Skip to main content

Metso reports drop in mining sales in Q3 2014

Published by
World Coal,

Metso has released its results for Q3 with mining services driving the sales in the Minerals Division.

This quarter saw the launch of the company’s new structure into two new reporting divisions – Minerals and Flow Control. The Minerals Division includes the company’s mining industry product lines, as well as serving the aggregates industry.

“Demand for mining equipment and projects remained weak,” said the company in its earnings report. The only bright spot was the services business, which saw order intake grow 8% to account for 67% of the divisions total orders received. Net sales in the services business totaled €357 million – 58% of the division’s total sales.

The success of the services business, however, could not fully compensate for negative trends elsewhere and, overall, order intake dropped 8% to €558 million with orders received from mining customers down 11% and from aggregates customers down 2%. EBITDA dropped to €74 million.

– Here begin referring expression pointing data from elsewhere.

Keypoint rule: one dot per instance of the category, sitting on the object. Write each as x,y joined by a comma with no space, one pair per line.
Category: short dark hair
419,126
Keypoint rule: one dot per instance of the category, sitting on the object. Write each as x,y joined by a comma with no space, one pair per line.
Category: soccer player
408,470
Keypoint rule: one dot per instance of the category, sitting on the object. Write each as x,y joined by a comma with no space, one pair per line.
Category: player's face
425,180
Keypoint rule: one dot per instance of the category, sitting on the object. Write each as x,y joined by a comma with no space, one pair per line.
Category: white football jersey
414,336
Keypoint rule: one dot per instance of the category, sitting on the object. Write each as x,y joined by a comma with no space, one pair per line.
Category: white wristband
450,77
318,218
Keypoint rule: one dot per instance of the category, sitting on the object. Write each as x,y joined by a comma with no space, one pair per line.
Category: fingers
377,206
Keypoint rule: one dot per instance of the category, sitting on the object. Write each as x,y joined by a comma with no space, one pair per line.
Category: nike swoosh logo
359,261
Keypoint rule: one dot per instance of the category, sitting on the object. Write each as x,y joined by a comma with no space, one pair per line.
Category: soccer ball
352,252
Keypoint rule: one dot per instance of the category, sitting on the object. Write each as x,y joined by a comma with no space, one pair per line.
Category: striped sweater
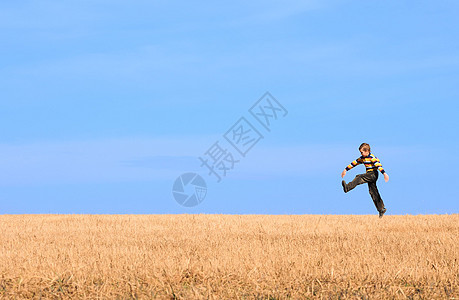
371,163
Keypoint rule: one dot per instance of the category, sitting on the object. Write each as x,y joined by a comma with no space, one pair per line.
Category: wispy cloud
143,159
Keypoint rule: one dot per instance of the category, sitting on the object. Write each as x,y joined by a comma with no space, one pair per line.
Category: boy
372,164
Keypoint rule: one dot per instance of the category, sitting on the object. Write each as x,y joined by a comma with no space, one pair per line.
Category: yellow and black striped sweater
371,163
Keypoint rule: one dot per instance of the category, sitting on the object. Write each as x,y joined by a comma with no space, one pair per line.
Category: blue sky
103,104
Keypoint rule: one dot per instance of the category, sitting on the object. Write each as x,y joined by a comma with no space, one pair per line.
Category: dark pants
369,177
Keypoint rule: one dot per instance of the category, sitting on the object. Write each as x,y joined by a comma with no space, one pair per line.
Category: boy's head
364,149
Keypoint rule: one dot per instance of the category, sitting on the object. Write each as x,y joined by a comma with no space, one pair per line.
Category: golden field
229,256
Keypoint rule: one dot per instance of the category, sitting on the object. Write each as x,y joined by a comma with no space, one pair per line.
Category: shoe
343,183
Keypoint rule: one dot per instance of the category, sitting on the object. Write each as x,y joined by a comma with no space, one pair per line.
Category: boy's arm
351,165
377,164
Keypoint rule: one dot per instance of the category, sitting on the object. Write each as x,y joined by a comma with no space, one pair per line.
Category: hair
364,147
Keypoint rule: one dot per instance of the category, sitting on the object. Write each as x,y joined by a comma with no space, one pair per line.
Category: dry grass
229,256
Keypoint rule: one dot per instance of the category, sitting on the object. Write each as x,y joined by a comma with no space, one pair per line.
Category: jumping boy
372,165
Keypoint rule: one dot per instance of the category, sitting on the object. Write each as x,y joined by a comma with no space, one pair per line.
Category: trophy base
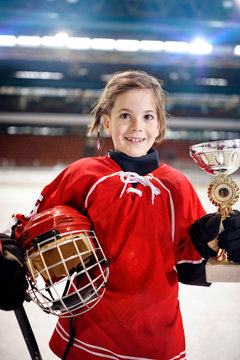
222,272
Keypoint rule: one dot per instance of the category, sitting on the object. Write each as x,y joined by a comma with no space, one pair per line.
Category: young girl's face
133,122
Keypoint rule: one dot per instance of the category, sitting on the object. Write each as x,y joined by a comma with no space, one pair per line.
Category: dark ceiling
186,77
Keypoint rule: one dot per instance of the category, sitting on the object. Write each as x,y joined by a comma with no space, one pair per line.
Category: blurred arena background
55,57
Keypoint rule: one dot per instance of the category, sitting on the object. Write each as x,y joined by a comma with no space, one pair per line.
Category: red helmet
61,246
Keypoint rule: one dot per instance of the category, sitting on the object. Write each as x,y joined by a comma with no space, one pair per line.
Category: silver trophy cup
220,158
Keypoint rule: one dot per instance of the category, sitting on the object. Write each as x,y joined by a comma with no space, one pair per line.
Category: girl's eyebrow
129,110
124,109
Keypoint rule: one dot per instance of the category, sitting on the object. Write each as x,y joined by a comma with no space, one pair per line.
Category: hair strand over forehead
124,81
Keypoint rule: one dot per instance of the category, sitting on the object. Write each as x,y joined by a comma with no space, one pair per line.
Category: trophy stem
223,192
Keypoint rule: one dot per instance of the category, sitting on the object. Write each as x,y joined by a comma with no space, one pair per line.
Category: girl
142,212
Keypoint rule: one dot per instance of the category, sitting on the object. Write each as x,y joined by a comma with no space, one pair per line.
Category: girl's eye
125,116
148,117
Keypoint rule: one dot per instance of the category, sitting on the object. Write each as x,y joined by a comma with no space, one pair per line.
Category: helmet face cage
67,272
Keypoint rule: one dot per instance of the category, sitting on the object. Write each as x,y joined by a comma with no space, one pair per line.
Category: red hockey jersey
144,233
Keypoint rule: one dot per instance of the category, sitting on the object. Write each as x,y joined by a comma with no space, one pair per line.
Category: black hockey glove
204,230
229,239
13,284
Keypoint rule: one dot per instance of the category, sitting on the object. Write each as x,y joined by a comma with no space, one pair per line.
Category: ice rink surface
211,316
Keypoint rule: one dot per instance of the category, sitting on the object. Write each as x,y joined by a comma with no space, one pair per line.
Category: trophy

Over the year as a whole, Mining Division sales dropped 12% to €1.9 billion with sales related to mining equipment and projects down 16%, aggregates down 4% and services down 4%.

Order backlog in the Minerals Division stood at €14 billion, 10% lower than at the end of 2013. However, there were no major order cancellations or postponements during the period. The company expects 48% of the order backlog to be delivered in 2014. In addition, there are unbooked services orders extending over a number of years worth around €240 million.